Когда умерла мать Цунено, столица не погрузилась в траур. Храмовые колокола не умолкали. Театры не закрывали. Праздников не отменяли. Самураи продолжали спокойно бриться. Не было ничего, кроме обычных поминальных буддийских обрядов: воскурений и подношений, молитв на сорок девятый день после смерти. Сколько Цунено себя помнила, ее мать всегда совершала для других все эти обряды и ритуалы. Поминовение усопших входило в ее обязанности как жены храмового служителя. Теперь, когда остальные горожане постепенно выходили из траура по сегуну, настала очередь Цунено поминать, воскурять благовония и молиться.

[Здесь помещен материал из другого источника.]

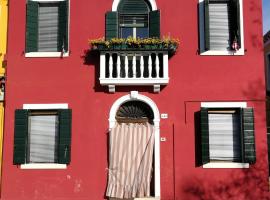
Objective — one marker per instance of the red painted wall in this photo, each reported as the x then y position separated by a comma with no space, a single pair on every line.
193,79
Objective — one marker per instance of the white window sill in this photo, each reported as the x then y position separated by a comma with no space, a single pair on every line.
43,166
240,52
225,165
46,54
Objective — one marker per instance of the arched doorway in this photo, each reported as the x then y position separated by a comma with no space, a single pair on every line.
141,114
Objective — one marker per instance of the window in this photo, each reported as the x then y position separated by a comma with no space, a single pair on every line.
42,136
47,27
268,72
227,135
133,18
221,27
135,26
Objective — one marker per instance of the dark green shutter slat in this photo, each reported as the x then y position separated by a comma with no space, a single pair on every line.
20,137
32,26
248,135
268,144
206,25
64,147
205,136
111,25
154,24
63,26
238,29
235,25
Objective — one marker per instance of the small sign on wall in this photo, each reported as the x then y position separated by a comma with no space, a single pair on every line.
164,116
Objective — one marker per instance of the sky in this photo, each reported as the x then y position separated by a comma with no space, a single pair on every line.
266,16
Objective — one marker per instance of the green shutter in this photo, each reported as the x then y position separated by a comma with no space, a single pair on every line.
206,26
63,26
64,136
249,154
32,26
154,24
20,137
238,29
205,136
111,25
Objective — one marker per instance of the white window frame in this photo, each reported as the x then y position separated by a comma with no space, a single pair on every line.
44,165
225,164
52,54
240,52
267,64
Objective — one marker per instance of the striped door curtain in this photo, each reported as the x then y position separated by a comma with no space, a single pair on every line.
219,26
131,156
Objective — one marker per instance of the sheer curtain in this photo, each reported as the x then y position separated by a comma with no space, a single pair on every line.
131,156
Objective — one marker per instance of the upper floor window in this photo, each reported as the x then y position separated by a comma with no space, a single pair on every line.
133,18
47,27
227,134
221,31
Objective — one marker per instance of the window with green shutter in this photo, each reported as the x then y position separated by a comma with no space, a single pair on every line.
42,136
227,135
47,26
134,18
220,25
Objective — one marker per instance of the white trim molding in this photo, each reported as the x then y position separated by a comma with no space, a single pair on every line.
45,106
116,3
48,0
224,165
46,54
224,104
43,166
240,52
135,96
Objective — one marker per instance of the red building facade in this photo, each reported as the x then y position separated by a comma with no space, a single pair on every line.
207,79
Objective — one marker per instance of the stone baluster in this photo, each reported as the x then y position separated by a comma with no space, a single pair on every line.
157,65
150,65
110,66
134,66
118,64
142,66
126,66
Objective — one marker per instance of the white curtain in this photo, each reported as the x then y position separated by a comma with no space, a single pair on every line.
131,156
224,137
43,138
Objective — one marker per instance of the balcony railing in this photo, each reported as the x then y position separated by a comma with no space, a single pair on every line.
141,68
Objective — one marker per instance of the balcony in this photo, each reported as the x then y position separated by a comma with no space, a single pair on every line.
134,61
135,67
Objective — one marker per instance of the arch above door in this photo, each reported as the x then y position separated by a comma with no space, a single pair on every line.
116,3
135,96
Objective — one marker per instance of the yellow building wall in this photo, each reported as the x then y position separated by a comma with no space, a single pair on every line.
3,49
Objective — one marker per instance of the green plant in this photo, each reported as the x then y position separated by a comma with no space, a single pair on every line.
166,42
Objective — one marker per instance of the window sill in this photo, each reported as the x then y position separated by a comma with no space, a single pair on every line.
46,54
225,165
240,52
43,166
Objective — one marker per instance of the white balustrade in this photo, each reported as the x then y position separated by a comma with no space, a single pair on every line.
131,68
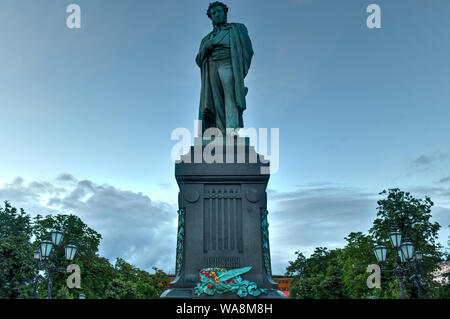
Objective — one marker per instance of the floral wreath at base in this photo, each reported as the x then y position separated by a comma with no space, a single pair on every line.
221,280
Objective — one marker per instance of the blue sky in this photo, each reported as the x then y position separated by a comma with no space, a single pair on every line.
91,110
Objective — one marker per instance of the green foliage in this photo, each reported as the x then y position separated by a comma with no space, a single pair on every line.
341,273
99,278
16,253
412,217
317,277
132,283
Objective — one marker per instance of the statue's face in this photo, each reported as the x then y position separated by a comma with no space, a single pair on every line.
218,15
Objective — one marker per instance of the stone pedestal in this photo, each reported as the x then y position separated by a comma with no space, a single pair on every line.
222,216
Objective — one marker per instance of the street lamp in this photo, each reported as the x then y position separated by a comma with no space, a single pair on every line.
47,246
396,238
56,235
405,255
407,249
70,251
380,253
37,276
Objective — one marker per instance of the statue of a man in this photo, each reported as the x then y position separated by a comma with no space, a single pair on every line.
224,59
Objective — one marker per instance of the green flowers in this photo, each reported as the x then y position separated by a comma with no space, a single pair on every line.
221,280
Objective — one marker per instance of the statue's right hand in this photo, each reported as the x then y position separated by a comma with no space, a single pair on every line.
209,44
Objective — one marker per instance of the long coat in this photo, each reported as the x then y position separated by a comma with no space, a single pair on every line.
241,57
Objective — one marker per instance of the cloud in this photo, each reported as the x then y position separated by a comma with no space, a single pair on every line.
143,231
133,226
425,160
314,216
444,180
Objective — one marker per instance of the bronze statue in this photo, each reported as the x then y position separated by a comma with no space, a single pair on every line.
224,58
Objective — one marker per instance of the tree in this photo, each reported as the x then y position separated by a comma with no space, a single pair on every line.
99,278
316,277
131,282
16,253
412,217
94,270
354,259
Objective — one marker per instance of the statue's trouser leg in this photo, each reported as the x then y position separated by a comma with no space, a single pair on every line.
217,95
227,80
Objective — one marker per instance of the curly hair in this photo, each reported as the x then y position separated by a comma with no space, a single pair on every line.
217,3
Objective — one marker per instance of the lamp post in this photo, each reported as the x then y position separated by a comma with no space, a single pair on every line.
404,255
47,254
417,277
37,276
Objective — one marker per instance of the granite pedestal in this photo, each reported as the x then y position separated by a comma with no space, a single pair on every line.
222,216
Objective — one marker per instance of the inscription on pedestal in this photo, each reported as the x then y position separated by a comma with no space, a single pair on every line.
222,262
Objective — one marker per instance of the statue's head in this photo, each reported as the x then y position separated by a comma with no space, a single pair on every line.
217,12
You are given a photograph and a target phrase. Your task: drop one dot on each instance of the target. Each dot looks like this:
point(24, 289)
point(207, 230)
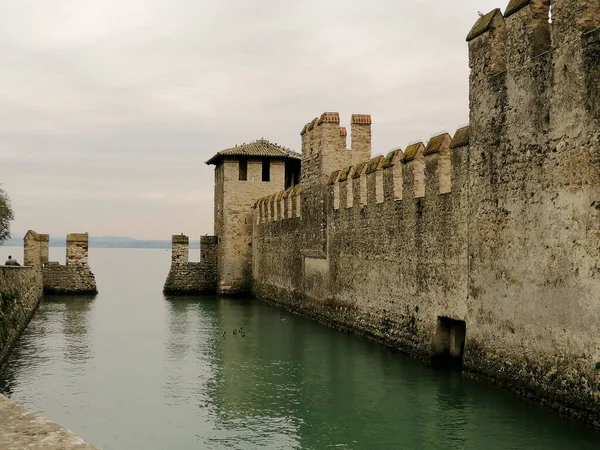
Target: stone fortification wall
point(187, 277)
point(74, 277)
point(483, 247)
point(20, 293)
point(23, 428)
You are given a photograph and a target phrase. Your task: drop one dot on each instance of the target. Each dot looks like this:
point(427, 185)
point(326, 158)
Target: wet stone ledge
point(21, 428)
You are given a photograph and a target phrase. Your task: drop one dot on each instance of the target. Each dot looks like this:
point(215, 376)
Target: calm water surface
point(131, 369)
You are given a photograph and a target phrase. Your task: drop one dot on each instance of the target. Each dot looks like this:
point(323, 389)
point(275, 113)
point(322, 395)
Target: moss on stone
point(9, 297)
point(514, 6)
point(374, 164)
point(358, 170)
point(461, 137)
point(390, 158)
point(483, 24)
point(436, 144)
point(333, 177)
point(411, 151)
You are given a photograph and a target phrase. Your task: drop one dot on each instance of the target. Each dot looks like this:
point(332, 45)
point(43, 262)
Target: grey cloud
point(109, 109)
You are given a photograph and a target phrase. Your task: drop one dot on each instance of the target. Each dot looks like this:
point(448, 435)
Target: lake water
point(131, 369)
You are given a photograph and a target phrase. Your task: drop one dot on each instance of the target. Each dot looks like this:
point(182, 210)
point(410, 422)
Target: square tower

Летом 1841 года появились новые заявления городских властей. Иногда их вывешивали на стенах у квартальных ворот, где пожилые охранники, сидя на посту, продавали золотых рыбок и соломенные сандалии. Там всегда висели официальные листовки – строгие уведомления от чиновников городского управления, призванные поддержать дисциплину среди столичных жителей. Обычно градоначальники выбирали проблему совершенно символического характера – например, потребление дорогих несезонных овощей – и порицали тягу к излишествам. Однако теперь прокламации выходили все чаще и чаще, и тон их был непривычно суровым. Простолюдинам не следовало носить шелковый креп – даже пускать его на подкладку кимоно или оторочку рукавов
[502]. Бархат был запрещен, равно как золото, серебро и черепаховые шпильки и гребни. Фонари на празднике Санно
[503] были слишком яркие и затейливые – их нужно делать меньше и скромнее. Стебли бамбука и украшения из бумаги
[504], которые горожане вывешивали на улицах в честь праздника звезд, чересчур длинные – надо ограничиться короткими. Не следует дарить друг другу подарки в день праздника Канда
[505], даже маринованные овощи – это расточительно.
Эти грозные запреты оказались прологом к длительной кампании административных преобразований, ныне известных как реформы годов Тэмпо. Запустил кампанию не сам сегун, а его советник, глава правительства Мидзуно Тадакуни. Мидзуно считал, что сегунату нужна сильная рука и новая политика, чтобы справиться с двойной угрозой: недовольством народа и возможным вторжением извне. Токугава Иэнари не желал перемен, однако Мидзуно после смерти старого сегуна решил, что настал его час. Воспользовавшись всеобщей растерянностью, он избавился от приближенных Иэнари, в том числе и от влиятельных придворных дам. Затем убедил нового сегуна Иэёси объявить о начале реформ. В этом не было ничего неожиданного: прежние сегуны нередко возвещали «эпоху перемен», когда хотели пополнить казну и укрепить свой авторитет среди правителей провинций.
Для Мидзуно, как и для прежних управляющих сегуната, «реформы» не представляли собой просто административную необходимость. Их проведение было продиктовано моральной повесткой дня: настойчивым желанием вернуть японцев в их идеальное прошлое, когда простой народ почитал своих правителей, когда его покорность и преданность проявлялись в умеренности и трудолюбии. Именно поэтому Мидзуно – как ревностный защитник интересов сегуна – назначил себя еще и хранителем моральных устоев. Он буквально задавил своих подчиненных в конторах городского управления требованиями выпускать все более и более суровые предписания.
Ирония заключалась в том, что сам Мидзуно был печально знаменит своей невоздержанностью в еде; водились за ним и другие слабости
[506]. Про него говорили, что он пьет как кит и ест как дикий пес. Он принимал золотые и серебряные подношения, словно являл собой образ Будды на земле, хотя его поведение и отдаленно не напоминало святость Будды. За всю свою жизнь он не помог ни одному бедняку, а любую вечернюю прогулку завершал в публичном доме. Никто не мог сказать о нем ни единого доброго слова
[507]. В Эдо шутили, что у него даже волосы отвратительны. Многие догадывались, что истинная цель Мидзуно – сосредоточить власть в собственных загребущих руках.